Results 1 to 7 of 7

Thread: A Data Compression Algorithm that uses Bit Recycling

  1. #1
    Member
    Join Date
    Sep 2020
    Location
    India
    Posts
    18
    Thanks
    18
    Thanked 0 Times in 0 Posts

    A Data Compression Algorithm that uses Bit Recycling

    Hello all,

    This is my second post on this forum. I also posted about the Disha format in a previous post.

    This algorithm is an algorithm that can save bits on a network with a high amount of traffic. I have attached a paper I wrote about it to this thread.

    Feedback, thoughts, and comments. All are welcome.

    I hope you find it interesting and it makes you think. One thing in particular I would be interested in knowing is if you think there are any avenues which would be interested in publishing this.

    Best Regards,
    ​Urntme.

  2. #2
    Member
    Join Date
    May 2020
    Location
    Berlin
    Posts
    64
    Thanks
    10
    Thanked 20 Times in 15 Posts
    Thanks for posting your ideas. After first quick skimming I didn't get your file compression idea, going to read that later.

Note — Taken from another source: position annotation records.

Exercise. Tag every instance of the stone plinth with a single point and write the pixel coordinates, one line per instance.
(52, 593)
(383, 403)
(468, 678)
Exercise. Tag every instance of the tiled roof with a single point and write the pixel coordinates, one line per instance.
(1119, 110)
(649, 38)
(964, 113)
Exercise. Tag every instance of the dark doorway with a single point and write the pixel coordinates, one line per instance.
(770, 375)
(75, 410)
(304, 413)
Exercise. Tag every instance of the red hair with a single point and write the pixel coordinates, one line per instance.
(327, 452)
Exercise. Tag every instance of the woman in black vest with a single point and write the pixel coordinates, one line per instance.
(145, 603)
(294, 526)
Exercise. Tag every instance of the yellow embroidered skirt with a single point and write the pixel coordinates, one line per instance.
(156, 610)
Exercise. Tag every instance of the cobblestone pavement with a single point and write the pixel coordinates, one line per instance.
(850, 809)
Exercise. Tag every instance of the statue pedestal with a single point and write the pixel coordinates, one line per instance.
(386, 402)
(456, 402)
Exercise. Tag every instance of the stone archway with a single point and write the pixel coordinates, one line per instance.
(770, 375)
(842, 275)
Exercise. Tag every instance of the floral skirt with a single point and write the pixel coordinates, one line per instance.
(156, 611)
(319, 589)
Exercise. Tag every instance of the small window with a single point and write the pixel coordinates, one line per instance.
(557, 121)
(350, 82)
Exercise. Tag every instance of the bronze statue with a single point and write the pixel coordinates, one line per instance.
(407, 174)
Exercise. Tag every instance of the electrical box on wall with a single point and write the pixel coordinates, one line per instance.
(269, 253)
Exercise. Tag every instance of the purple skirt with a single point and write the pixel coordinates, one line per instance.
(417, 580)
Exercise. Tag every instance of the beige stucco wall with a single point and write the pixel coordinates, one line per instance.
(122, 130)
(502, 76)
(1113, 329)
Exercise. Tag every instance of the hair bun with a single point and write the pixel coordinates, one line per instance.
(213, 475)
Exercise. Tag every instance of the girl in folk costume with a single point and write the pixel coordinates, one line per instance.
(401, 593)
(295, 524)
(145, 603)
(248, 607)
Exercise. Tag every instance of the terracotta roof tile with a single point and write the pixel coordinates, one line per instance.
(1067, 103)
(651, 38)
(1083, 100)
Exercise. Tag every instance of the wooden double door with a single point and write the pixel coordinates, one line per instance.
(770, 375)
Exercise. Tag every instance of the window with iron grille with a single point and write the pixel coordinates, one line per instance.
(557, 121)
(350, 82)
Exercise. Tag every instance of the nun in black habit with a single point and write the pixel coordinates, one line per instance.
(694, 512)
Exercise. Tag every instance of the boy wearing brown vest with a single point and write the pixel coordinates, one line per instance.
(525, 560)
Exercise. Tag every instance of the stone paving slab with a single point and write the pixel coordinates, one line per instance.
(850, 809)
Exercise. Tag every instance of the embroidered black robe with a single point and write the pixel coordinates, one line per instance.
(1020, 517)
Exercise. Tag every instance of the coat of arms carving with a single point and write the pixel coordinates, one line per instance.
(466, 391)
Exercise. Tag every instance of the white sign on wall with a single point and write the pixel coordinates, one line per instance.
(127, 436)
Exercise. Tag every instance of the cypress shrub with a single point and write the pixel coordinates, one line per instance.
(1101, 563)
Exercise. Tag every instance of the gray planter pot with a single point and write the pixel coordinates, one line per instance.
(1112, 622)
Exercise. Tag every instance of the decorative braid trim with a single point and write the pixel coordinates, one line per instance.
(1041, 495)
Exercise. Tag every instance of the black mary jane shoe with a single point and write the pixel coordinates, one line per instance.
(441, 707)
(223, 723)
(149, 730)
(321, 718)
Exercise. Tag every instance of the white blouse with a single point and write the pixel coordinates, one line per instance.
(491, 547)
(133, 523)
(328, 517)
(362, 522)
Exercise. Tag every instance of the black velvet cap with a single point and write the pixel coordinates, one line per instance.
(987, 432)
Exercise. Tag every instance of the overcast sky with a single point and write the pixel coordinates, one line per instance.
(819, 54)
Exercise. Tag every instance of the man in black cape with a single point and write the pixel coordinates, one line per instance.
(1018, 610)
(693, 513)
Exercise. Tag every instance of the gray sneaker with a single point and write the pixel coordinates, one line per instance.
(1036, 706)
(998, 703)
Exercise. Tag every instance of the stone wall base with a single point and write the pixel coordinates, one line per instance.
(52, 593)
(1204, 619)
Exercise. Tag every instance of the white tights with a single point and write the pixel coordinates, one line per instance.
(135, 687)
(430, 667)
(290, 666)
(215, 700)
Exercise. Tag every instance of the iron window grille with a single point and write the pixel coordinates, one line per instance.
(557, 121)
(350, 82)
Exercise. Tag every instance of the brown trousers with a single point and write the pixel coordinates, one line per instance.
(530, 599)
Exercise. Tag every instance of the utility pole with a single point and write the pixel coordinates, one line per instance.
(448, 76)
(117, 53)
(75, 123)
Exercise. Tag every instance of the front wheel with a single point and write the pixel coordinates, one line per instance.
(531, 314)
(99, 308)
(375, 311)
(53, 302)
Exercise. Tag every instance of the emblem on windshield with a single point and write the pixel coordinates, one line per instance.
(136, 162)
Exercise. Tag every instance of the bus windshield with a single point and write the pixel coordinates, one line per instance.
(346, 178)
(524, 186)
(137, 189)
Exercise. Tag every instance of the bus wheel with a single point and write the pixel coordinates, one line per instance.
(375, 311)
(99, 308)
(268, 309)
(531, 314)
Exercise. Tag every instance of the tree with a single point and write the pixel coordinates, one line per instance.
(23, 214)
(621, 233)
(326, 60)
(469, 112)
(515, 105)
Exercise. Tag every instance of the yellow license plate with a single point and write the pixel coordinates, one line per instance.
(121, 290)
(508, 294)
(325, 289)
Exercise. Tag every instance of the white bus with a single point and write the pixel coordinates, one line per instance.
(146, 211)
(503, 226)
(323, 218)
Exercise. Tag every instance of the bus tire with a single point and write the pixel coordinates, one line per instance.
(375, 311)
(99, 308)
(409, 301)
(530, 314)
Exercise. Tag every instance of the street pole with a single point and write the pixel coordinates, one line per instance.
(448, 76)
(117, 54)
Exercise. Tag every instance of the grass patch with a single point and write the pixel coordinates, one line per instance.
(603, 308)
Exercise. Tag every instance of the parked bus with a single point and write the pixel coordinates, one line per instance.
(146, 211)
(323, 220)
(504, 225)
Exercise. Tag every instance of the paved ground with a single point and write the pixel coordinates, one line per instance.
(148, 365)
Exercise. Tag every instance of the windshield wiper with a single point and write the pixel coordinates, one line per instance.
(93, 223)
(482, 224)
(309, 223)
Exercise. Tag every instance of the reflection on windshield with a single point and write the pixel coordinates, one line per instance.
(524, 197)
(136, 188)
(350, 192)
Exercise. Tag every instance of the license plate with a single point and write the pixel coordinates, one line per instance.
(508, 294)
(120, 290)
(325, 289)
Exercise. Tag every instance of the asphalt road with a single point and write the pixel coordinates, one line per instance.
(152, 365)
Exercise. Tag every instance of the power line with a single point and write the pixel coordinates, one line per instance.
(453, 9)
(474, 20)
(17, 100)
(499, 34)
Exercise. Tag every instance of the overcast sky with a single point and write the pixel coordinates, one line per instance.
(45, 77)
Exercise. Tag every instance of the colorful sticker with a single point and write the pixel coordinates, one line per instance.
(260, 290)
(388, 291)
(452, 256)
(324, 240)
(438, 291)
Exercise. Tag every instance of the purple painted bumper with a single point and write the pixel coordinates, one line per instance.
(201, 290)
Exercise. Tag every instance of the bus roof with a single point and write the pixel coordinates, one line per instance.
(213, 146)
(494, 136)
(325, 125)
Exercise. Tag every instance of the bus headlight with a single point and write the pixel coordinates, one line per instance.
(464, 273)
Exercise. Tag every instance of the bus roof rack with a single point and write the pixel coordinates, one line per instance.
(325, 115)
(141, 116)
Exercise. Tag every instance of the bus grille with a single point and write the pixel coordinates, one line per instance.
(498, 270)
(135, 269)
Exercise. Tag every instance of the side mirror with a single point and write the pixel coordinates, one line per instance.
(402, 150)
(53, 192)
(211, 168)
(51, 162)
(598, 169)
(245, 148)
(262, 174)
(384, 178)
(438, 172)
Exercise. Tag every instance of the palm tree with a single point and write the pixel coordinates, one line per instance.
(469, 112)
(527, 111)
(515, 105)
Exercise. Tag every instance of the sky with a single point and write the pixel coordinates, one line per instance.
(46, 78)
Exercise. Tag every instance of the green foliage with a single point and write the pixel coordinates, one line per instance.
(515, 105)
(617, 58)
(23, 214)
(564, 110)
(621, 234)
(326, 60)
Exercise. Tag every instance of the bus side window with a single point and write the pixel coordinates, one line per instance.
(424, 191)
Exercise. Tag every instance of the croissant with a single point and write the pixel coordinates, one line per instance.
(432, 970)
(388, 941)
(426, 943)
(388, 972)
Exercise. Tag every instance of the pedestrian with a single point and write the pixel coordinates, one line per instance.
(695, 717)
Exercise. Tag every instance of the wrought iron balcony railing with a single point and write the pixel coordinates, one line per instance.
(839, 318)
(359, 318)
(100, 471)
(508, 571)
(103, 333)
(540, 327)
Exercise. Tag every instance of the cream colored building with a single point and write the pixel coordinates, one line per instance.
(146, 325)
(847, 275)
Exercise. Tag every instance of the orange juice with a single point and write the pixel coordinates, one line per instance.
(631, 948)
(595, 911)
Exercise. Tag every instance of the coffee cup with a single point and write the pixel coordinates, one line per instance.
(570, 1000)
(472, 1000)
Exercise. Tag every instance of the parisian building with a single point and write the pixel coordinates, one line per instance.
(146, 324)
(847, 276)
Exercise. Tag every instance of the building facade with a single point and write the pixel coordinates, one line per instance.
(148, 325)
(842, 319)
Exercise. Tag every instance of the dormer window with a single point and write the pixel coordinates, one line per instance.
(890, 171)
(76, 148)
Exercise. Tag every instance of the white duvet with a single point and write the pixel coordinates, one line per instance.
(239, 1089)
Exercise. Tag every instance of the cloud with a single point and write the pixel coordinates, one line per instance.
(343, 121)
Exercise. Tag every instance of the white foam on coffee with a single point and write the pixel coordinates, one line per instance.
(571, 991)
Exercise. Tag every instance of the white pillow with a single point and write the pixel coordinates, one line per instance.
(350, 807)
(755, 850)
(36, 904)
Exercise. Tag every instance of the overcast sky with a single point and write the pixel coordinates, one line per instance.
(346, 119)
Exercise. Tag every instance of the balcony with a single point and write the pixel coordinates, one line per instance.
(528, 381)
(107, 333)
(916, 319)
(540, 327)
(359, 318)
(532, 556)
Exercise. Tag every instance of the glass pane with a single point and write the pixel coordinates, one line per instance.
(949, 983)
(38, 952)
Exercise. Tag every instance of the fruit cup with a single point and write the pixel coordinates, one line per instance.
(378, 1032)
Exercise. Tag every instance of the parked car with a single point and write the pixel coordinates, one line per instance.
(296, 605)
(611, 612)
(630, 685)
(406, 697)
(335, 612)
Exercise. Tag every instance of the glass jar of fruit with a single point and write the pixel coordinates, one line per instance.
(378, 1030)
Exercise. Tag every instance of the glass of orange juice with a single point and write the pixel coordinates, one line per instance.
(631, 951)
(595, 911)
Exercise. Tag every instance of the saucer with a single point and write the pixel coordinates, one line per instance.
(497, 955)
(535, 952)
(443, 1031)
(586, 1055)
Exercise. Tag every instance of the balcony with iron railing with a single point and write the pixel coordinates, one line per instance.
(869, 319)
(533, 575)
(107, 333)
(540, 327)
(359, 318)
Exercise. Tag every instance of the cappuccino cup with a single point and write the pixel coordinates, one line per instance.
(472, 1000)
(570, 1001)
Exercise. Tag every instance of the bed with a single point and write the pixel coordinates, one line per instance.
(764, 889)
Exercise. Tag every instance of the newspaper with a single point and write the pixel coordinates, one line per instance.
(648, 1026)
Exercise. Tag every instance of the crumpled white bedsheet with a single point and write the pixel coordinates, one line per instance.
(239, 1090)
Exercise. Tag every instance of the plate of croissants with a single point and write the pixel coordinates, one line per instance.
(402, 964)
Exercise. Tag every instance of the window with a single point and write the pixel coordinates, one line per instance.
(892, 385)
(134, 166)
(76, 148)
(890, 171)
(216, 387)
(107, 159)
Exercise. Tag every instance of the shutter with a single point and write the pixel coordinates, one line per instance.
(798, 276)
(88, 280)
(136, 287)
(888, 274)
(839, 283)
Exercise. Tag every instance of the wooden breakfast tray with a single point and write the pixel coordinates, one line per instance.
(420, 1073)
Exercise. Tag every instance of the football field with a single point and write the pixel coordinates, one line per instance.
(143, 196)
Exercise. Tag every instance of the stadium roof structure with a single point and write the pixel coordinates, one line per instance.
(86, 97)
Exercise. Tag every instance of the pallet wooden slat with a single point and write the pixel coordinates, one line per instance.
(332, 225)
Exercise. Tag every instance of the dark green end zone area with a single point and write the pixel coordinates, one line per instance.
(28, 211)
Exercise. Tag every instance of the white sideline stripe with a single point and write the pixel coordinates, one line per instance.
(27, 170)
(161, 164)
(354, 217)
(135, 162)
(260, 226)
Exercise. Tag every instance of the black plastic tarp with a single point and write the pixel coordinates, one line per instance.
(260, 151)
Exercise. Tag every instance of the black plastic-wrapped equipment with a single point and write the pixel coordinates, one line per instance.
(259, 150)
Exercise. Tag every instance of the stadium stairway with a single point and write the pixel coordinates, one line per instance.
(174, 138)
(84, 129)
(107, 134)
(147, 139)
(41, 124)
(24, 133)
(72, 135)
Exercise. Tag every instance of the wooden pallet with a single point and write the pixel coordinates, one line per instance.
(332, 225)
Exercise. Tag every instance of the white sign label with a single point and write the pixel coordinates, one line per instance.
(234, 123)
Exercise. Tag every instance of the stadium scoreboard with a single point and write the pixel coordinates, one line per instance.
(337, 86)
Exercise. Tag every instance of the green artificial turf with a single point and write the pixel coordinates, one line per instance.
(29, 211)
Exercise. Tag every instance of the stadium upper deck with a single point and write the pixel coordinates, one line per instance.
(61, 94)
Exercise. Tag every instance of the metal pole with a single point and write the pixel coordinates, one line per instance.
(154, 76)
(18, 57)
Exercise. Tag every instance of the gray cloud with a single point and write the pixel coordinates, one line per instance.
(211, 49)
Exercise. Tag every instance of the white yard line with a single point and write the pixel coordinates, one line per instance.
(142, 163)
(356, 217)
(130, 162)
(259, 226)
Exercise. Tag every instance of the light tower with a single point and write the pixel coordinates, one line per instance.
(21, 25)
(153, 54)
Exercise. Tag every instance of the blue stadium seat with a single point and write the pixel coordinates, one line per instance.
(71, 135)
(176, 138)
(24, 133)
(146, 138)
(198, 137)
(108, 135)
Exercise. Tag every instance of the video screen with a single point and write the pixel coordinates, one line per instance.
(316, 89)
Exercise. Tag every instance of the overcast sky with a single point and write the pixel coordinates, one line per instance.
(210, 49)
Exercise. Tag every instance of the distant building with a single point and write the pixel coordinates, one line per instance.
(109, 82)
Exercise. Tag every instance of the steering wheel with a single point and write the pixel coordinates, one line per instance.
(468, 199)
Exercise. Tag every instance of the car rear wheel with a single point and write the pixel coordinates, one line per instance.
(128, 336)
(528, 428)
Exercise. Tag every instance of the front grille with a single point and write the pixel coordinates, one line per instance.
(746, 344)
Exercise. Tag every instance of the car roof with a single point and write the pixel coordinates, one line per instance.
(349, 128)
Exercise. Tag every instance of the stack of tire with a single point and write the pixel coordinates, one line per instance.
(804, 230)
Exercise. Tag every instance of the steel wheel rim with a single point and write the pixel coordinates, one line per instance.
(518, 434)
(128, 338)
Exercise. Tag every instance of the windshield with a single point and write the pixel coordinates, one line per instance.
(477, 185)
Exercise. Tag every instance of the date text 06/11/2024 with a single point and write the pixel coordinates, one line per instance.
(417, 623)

    Your reduced state encoding reminds me of "phased-in binary codes", also called "flat code" by some. You could check this thread here: https://encode.su/threads/3419-Are-t...ll=1#post65961

  3. Thanks:

    urntme (15th September 2020)

  4. #3
    Member
    Join Date
    Sep 2020
    Location
    India
    Posts
    18
    Thanks
    18
    Thanked 0 Times in 0 Posts
    Thank you very much for your comment. However I'm not sure where I've used "Phased-in binary codes." As far as my understanding goes, I haven't used it in either of the algorithms.

    The Disha Algorithm uses fixed size binary codes, which I mentioned in the document as 3 bytes, and does not any use any type of variable length encoding. So I'm confused by what you mean here. Perhaps I'm not getting it.

    In the Data Compression Algorithm, I use unused states in a file overhead to save a few bytes in the payload. So, again here I'm not using "Phased-in binary codes." So I'm confused.

    Could you please clarify?

  5. #4
    Member Gotty's Avatar
    Join Date
    Oct 2017
    Location
    Switzerland
    Posts
    554
    Thanks
    356
    Thanked 356 Times in 193 Posts
    Hm. I don't understand this document.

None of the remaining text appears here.